Microsoft also tested the trusted boot and measured boot procedures of Windows 8 and made sure the BitLocker feature worked on Windows 8. The software giant's IT department also validated a new BitLocker feature called Network Key Protector Unlock that allows BitLocker to automatically unlock a drive when the machine is plugged into the corporate network, O'Rourke said.
Regarding the user experience, Microsoft wanted to ensure a smooth installation of Windows 8. "Microsoft IT used IT Easy Installer to streamline the install experience by automating everything for the user to migrate to Windows 8," O'Rourke said. "We cut the install time in half, which included the Office image."
Microsoft also provisioned 75 devices with Windows To Go. Windows To Go allows the Windows 8 desktop to boot and run from a USB flash drive. "Windows To Go scenarios include providing a managed corporate desktop when the host computers are unmanaged or not domain-joined," O'Rourke said. "This deployment allowed different machines (slate, laptop and desktop) with different configurations of screen, keyboard and touch to have a machine-specific experience that was highly transportable between host machines."
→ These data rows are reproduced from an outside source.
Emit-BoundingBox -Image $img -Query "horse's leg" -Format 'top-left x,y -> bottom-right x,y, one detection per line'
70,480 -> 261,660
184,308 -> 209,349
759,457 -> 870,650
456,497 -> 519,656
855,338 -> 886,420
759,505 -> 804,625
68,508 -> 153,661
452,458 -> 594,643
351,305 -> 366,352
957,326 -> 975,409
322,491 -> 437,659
In addition, to provide a complete data migration and protection strategy for employees, Microsoft IT used File History, O'Rourke said. File History is a new, built-in feature that protects user files by periodically scanning the computer's file system for changes stored in libraries and in the user's Desktop, Favorites, and Contacts folders and copying them to a Microsoft IT-managed network drive configured as their backup storage area. Enterprise customers will be able to customize this solution for their own environment, he said.